YANDIRA CLAROS. Periodista de Erbol
“Yo me encargo de cubrir a los pueblos indígenas, por lo que estuve en Camiri durante los problemas. El 9 de abril de este año, cuando (los ganaderos) cercaron el hotel donde estaba la ministra (Susana) Rivero, una vecina camireña comenzó a insultarme, asegurando que Erbol es un medio oficialista. El 13 del mismo mes, estaba en un coche de los que intentó ingresar a Cuevo. Personas que no eran de la zona nos detuvieron e impidieron que cumpla mi trabajo y me amenazaron”.

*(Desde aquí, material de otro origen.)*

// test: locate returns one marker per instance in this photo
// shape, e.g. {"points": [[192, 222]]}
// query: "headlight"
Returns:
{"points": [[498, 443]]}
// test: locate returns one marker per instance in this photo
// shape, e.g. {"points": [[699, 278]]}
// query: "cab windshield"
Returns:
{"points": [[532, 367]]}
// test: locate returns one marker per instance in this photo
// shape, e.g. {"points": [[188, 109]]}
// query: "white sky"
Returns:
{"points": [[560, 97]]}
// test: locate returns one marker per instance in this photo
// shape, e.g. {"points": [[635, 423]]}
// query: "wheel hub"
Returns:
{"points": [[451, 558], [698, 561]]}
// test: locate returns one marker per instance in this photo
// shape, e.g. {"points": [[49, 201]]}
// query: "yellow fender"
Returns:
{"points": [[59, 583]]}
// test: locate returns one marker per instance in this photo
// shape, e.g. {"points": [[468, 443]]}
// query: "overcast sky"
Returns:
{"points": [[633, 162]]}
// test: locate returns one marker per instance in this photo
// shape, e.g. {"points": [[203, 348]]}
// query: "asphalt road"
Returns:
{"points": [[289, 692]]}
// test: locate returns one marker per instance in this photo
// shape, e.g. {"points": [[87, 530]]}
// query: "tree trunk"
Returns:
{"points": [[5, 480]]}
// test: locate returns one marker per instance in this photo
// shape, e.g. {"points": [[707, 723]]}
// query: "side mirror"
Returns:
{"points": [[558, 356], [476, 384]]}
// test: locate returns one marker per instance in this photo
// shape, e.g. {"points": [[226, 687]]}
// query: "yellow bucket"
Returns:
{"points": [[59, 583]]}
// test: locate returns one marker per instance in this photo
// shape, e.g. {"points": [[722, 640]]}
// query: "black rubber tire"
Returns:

“Me dijo que me estaban haciendo seguimiento”
MARITZA ROCA. Periodista de radio Marítima
“Varios periodistas estábamos en el hotel Santa Cruz, donde se instaló el centro de información para la cobertura del referéndum del 4 de mayo. Allí llegó un grupo de personas lideradas por Romeo Amodeo Amorín, que vino a denunciar un supuesto fraude. Entonces comenzaron a gritar a los periodistas cruceños. Una de ellas, Brenda Segovia, de 17 años, me dio un puñetazo fuerte en la cara. Después nos trató de ‘malditos’ y me dijo que me estaban haciendo seguimiento y que me iban a matar”.
“Amenazaron incluso con matarme”
NORBERTO BOHÓRQUEZ. Camarógrafo de Canal 7
“A partir del 6 de agosto del 2006, cuando se dio inicio a las sesiones de la Asamblea Constituyente en Sucre, empecé a recibir amenazas de grupos de choque de esa ciudad; eran jóvenes universitarios, porque en ese entonces la Federación Universitaria Local (FUL) tenía presencia fuerte en las movilizaciones. Gracias a Dios, yo no recibí una agresión física pero me amenazaron incluso con matarme. En las marchas gritaban que iban a acabar con los medios estatales y que iban a tomar el Canal 7”.